FIG. 1 shows the antiproliferative effect of brassinosteroids on mouse peritoneal macrophage proliferation induced by ox-LDL. FIG. 2 shows the non-inhibitory effect of brassinosteroids on macrophage tumoricidal activity. FIG. 3 shows the antiproliferative effect of brassinosteroid derivatives on the proliferation of mouse intraperitoneal macrophages induced by ox-LDL.

Claims (5)

A macrophage growth inhibitor comprising a compound represented by the following formula (1).

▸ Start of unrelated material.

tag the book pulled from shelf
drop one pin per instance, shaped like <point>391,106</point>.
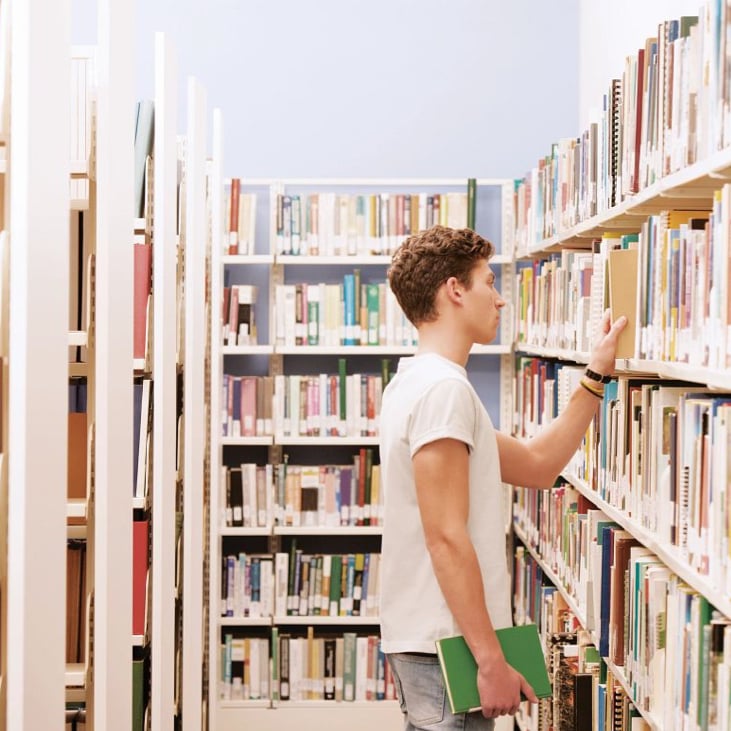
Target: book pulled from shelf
<point>522,649</point>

Wherein R ¹ is a hydrogen atom, a methyl group, an ethyl group, a propyl group, an isopropyl group, a tert-butyl group, a 2-methylpropyl group, a 1,2-dimethylpropyl group, and 1-ethyl-2-methyl. R ^{2 to} R ⁵ are independently selected from the group consisting of hydrogen, a lower alkyl group, and an acyl group, X is — (CH) ₂ —, — (CH _{) 3 -, - (CH)} 4 -, - CO - CH 2 -, - CO - (CH 2) 2 -, - CO - (CH 2) 3 -, - CH 2 -CO-CH 2 -, -CO--O-CH _2- , -CO--O- (CH ₂ ) _2- , -O-CO-CH _2- , -O-CO- (CH ₂ ) _2- , -CH _{2- -O-CH 2 -, - CH} 2 -O- (CH 2) 2 -, - O-CH 2 -, - O- (CH 2) 2 -, - O- (CH 2) 3 -, - NHY- Selected from the group consisting of CO—CH ₂ —, —NHY—CO— (CH ₂ ) ₂ —, —CO—NHY—CH ₂ —, and —CO—NHY— (CH ₂ ) ₂ —, where Y is hydrogen Alternatively, it represents a lower alkyl group.) The macrophage growth inhibitor according to claim 1, wherein R ¹ is a 1,2-dimethylpropyl group. The macrophage growth inhibitor according to claim 1 or 2, wherein R ^{2 to} R ⁵ are hydrogen atoms. X is -CO-O-CH _2-, -CO-CH _2- , -CO-(CH ₂ ) _2- , -CO-(CH ₂ ) _3- , -O-CO-CH _2- , or The macrophage growth inhibitor according to any one of claims 1 to 3, which is -CH ₂ -CO-CH _2- . The macrophage growth inhibitor according to any one of claims 1 to 4, wherein the compound represented by the formula (1) is any one of the following compounds.